Baralacha Pass

Baralacha Pass

Tucked next to the Leh Manali highway and connecting Lahaul to Ladakh is the striking and stupendous Baralacha Pass. It is also known as Baralacha La. A high mountain pass in the Zanskar region of Jammu and Kashmir, Baralacha La means the pass where many roads meet. Crossroads from Spiti, Ladakh, Zanskar, and Lahaul meet here and in ancient times, it was part of a trade route. The pass connects Lahaul in Himachal Pradesh to Ladakh in Jammu and Kashmir. The Baralacha La is better described as a plateau where three mountain ranges meet (Pir Panjal, Zanskar and the Himalayas). The Baralacha La towers over three valleys that meet at a height of over 16,000 ft.

The Baralacha Pass forms a natural divide between the Bhaga and Yunam River. The Bhaga River is a tributary of the Chenab River which is also known as the Chandrabhaga River. Bhaga River originates from the Suraj Tal, a few kilometers from Baralacha Pass. The Chandra River which meets the Bhaga River at Tondi to form the Chandrabhaga originates from a glacier in the Baralacha La region.

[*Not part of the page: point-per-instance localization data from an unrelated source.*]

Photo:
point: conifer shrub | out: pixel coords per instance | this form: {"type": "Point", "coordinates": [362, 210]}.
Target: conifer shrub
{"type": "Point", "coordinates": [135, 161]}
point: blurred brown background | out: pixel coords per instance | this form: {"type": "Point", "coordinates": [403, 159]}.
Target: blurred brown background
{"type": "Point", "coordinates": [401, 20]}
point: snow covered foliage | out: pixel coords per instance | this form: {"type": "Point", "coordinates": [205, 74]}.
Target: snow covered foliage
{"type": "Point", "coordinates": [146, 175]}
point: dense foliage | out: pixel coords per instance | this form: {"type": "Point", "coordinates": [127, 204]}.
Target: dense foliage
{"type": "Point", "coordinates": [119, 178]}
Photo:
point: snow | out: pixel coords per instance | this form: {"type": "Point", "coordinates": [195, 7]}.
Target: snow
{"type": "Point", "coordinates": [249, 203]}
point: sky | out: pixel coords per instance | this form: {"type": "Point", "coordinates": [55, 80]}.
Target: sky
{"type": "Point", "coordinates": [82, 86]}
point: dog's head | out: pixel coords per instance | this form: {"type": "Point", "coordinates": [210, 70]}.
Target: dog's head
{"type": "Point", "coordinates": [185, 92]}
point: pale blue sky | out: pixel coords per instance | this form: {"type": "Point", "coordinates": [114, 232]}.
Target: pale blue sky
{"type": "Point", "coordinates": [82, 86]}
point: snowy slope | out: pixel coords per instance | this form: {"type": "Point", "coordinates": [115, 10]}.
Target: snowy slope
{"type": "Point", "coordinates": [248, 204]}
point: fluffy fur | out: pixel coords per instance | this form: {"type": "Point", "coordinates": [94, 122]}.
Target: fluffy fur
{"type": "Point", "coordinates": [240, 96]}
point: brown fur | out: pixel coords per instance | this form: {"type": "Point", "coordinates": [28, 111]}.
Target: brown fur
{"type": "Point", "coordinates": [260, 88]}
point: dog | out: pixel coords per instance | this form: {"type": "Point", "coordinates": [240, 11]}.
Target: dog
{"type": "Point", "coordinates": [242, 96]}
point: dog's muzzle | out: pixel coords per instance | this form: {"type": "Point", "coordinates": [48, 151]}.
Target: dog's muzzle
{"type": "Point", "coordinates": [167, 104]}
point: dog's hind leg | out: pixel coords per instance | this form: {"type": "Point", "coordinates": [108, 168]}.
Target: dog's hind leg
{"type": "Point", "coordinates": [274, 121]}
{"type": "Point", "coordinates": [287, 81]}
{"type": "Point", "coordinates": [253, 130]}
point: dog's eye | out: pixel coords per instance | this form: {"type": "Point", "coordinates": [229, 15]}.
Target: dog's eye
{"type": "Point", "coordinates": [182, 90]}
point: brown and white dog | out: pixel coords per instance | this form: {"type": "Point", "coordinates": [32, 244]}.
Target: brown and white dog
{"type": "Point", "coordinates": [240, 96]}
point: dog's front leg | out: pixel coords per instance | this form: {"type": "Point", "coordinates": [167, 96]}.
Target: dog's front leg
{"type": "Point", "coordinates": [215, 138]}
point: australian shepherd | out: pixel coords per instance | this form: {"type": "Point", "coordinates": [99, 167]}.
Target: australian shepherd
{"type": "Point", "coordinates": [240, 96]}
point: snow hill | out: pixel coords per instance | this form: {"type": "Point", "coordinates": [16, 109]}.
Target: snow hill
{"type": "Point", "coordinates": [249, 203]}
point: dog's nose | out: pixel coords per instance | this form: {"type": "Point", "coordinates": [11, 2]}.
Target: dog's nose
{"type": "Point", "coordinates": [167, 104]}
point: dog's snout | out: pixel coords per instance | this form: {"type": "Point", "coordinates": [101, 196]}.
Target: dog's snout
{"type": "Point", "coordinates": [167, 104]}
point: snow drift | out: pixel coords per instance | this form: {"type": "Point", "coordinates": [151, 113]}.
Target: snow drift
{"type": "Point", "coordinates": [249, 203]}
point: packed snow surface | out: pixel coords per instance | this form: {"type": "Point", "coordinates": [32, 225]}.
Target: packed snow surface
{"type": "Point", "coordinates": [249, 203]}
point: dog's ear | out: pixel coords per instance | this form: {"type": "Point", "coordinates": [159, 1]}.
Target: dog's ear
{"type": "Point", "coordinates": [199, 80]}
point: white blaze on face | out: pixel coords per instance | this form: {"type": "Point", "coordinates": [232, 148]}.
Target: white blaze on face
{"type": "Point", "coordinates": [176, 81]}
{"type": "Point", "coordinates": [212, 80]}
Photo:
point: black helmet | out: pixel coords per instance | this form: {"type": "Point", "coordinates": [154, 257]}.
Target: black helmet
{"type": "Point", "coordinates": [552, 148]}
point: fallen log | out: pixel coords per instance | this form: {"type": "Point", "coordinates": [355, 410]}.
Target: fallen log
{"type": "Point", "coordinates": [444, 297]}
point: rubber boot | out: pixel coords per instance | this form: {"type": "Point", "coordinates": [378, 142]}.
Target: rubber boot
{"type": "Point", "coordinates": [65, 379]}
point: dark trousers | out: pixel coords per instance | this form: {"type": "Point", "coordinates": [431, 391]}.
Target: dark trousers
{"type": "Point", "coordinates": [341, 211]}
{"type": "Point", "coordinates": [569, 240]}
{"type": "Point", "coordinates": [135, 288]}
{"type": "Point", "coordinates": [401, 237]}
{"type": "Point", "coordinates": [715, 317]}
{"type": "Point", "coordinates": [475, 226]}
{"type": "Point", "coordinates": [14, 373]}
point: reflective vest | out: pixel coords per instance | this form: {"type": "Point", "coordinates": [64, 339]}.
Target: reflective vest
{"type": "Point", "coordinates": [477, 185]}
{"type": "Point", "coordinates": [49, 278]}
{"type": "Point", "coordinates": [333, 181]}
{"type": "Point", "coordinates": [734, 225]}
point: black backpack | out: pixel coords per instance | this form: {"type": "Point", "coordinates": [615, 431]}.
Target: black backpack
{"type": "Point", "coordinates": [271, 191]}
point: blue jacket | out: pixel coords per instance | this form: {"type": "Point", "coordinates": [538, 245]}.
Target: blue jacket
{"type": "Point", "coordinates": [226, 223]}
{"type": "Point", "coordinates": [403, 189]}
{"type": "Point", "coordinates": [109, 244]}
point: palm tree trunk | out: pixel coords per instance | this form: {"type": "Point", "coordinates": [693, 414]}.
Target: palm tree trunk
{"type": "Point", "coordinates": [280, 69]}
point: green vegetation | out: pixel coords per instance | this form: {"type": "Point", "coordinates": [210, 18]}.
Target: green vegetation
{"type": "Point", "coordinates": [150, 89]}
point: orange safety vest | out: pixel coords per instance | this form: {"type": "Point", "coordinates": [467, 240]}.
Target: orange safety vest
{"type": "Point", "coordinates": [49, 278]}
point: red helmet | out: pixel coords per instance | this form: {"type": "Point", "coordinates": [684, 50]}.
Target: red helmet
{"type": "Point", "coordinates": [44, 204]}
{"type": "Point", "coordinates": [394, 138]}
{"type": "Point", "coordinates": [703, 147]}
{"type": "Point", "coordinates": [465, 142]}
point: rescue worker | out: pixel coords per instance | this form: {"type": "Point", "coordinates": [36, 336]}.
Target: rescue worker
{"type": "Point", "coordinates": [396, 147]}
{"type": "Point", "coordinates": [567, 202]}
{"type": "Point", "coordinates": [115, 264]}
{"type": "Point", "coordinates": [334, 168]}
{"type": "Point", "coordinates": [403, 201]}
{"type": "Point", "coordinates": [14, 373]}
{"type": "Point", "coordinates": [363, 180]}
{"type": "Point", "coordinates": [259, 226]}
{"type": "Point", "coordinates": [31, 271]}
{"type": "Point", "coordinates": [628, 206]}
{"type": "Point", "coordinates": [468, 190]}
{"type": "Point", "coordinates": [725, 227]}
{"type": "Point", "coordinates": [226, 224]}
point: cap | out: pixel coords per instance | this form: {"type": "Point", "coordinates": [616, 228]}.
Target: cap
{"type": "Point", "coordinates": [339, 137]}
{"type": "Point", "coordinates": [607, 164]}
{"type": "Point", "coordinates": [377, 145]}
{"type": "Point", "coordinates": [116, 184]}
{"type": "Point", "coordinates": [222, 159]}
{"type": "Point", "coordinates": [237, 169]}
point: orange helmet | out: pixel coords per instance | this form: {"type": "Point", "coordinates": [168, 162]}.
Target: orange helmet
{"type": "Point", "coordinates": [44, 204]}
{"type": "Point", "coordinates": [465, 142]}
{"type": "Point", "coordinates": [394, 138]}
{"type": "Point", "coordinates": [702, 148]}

This mountain pass, one of the highest passes in Ladakh is around 73 kilometers away from Keylong on Manali - Leh road. This pass is the point of commencement for several treks which include the famous Suraj Tal trek and Chandra Tal trek. The pass is of utmost importance for the motorbikers and mountain bikers as when they travel from Manali, Baralacha La Pass is an important gateway to reach Ladakh.

When the snow melts and the road is open for travel, the peculiarly shaped snow hiding between cliffs is a sight to watch. As you reach the Baralacha La, you come across the cool blue waters of the Suraj Tal that is usually marked by an outline of snow at its banks. There is a sharp contrast to the surrounding gray and off white colored rocks that are scattered around the road and the lake. The Baralacha Pass is thus, surrounded by numerous beautiful sights, which leave the onlooker spellbound and yearning for more. The famous Baralacha Pass also finds mention in Rudyard Kipling's celebrated novel 'Kim', wherein the source of the Suraj Tal is used by the novel's character Lama to enter into India.